LKE/KDSL Research Seminar

2013/07/01

Christian Wirth and Oliver Ferschke will present their work at the LKE/KDSL Research Seminar.

On July 2, 2013, at 11:40am in S1|03 223, we are honored to hold the monthly LKE Research Seminar with two speakers, as follows:

Christian Wirth will present:

Preference-based Reinforcement Learning

Reinforcement learning is a generic machine learning approach for solving problems which can be modeled as sequence of states and actions. This approach is rarely applied in NLP domains, because it is not trivial to model those problems as a reinforcement learning problem. Aspects like the rewards or the Markov property have to be considered. Preference-based approaches are trying to get rid of some of those limitations by introducing pairwise preference relations as a replacement for the reward function. This is especially useful in domains where numeric rewards are dependent on a human evaluation, resulting in unreliable values.
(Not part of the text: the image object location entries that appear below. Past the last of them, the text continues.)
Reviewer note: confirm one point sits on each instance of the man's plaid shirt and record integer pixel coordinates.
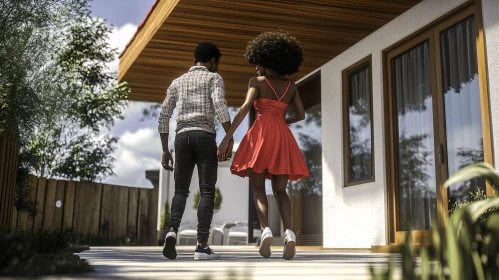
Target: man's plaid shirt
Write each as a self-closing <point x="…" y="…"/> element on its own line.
<point x="198" y="95"/>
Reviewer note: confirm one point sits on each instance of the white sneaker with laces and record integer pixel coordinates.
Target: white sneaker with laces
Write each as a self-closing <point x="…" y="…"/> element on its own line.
<point x="266" y="241"/>
<point x="289" y="245"/>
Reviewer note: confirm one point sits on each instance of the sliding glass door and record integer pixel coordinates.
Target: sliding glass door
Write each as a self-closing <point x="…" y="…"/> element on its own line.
<point x="435" y="122"/>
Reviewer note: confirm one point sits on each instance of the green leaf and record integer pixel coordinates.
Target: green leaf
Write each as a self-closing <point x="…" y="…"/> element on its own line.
<point x="481" y="169"/>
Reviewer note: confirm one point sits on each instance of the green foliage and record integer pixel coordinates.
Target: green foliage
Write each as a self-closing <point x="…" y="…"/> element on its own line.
<point x="44" y="252"/>
<point x="218" y="199"/>
<point x="475" y="196"/>
<point x="56" y="92"/>
<point x="466" y="246"/>
<point x="165" y="216"/>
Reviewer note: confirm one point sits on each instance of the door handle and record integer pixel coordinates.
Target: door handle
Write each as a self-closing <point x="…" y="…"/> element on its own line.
<point x="440" y="153"/>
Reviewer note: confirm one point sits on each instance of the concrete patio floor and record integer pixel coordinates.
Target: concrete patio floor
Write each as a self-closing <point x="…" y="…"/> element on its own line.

This talk will give a short overview of reinforcement learning in general, as well as some examples of its application in NLP, followed by an introduction to preference based approaches.

Oliver Ferschke will present:

The Impact of Topic Bias on Quality Flaw Prediction in Wikipedia

With the increasing amount of user generated reference texts in the web, automatic quality assessment has become a key challenge. However, only a small amount of annotated data is available for training quality assessment systems. Wikipedia contains a large amount of texts annotated with cleanup templates which identify quality flaws. We show that the distribution of these labels is topically biased, since they cannot be applied freely to any arbitrary article. We argue that it is necessary to consider the topical restrictions of each label in order to avoid a sampling bias that results in a skewed classifier and overly optimistic evaluation results. We factor out the topic bias by extracting reliable training instances from the revision history which have a topic distribution similar to the labeled articles. This approach better reflects the situation a classifier would face in a real-life application.